Cyber Incident Victim: Oberlin College
Date:
Mar 2019
Location:
United States of America
Summary
Prospective students at Oberlin College and two other institutions received ransom demands following unauthorized access to their admission files via a vulnerability in the Slate single-sign-on system. Attackers claimed to have stolen applicant data and demanded payments of up to one Bitcoin per victim, prompting the affected colleges to confirm the breach and extortion attempts. The incident highlighted risks associated with authentication weaknesses in shared educational platforms.

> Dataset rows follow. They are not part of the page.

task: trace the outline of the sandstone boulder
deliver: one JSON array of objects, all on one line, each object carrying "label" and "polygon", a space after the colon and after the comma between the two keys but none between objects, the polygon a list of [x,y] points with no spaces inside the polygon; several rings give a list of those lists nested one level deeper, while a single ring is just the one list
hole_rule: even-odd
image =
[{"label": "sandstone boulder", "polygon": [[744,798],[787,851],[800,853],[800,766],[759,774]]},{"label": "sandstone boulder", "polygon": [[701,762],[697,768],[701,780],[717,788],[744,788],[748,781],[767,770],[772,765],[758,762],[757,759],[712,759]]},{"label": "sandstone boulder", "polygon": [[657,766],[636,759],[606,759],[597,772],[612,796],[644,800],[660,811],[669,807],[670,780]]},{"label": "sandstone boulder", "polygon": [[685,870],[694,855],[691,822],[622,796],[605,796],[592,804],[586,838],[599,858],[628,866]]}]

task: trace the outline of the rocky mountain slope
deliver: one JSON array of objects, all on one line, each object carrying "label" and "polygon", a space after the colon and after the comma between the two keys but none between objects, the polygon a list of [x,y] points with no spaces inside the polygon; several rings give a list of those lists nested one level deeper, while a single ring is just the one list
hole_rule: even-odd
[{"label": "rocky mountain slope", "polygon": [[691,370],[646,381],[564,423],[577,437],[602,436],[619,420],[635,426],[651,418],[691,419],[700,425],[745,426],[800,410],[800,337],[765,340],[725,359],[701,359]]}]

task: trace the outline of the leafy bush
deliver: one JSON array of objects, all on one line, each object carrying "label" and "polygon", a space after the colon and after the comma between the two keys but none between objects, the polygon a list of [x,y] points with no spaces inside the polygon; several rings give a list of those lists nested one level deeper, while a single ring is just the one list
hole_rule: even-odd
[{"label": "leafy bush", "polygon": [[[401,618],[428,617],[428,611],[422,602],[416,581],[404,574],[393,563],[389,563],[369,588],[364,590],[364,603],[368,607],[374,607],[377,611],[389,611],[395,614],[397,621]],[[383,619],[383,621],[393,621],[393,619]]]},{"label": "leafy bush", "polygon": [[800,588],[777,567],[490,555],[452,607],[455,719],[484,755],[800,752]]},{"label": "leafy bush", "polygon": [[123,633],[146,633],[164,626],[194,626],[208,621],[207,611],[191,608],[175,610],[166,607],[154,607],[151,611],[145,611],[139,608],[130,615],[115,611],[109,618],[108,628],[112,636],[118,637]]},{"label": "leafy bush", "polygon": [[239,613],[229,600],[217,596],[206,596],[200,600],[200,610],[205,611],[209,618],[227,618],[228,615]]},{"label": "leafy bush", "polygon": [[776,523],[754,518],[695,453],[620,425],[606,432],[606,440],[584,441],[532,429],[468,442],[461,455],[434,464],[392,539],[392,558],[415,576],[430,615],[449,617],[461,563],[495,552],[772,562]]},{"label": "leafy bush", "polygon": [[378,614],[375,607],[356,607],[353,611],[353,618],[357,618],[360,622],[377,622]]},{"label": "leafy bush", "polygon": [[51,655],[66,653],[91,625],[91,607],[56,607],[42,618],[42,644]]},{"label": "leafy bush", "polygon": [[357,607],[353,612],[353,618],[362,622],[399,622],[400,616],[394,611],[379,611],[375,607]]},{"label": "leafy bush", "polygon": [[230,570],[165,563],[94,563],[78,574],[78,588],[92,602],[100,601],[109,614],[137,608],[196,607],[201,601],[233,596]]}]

| CIA Posture | Motives | Tactics, Techniques & Procedures |
|---|---|---|
| Available to members | 1 motive | 2 techniques |
| Threat Actor | Type | Location |
|---|---|---|
| 1 actor | Available to members | Available to members |
Description
In early March 2019, Oberlin College in Ohio was among three elite U.S. institutions targeted in a ransomware attack affecting applicant data. Attackers infiltrated the colleges' admission systems by exploiting a single-sign-on vulnerability in the Slate platform, a centralized system used for managing prospective student information. The breach resulted in unauthorized access to admission files containing sensitive applicant details. Threat actors subsequently sent ransom notes directly to affected prospective students, demanding payment of up to one Bitcoin (approximately $3,800 at the time) for the return of stolen data. Grinnell College publicly confirmed that its applicants had received these extortion emails, though all three institutions—including Oberlin and Hamilton College—faced identical attack patterns and demands. The incident occurred shortly before reports emerged about Chinese hackers targeting research institutions for maritime technology theft, though no direct connection between these campaigns was established in available reporting.
The colleges promptly reported the security incident, with evidence suggesting attackers specifically targeted admission records rather than broader institutional databases. While the exact number of compromised Oberlin applicants remains undisclosed, the breach exposed personal information submitted during the admissions process. Security researchers analyzing the attack emphasized that implementing two-factor authentication could have mitigated the vulnerability exploited in the Slate system. No public evidence indicated whether ransom payments were made or whether stolen data was subsequently leaked. The incident highlighted cybersecurity risks in higher education admission systems and demonstrated attackers' shift toward directly extorting individuals rather than solely targeting institutions. Financial impacts included potential Bitcoin payments demanded from victims, while reputational consequences affected multiple selective colleges simultaneously.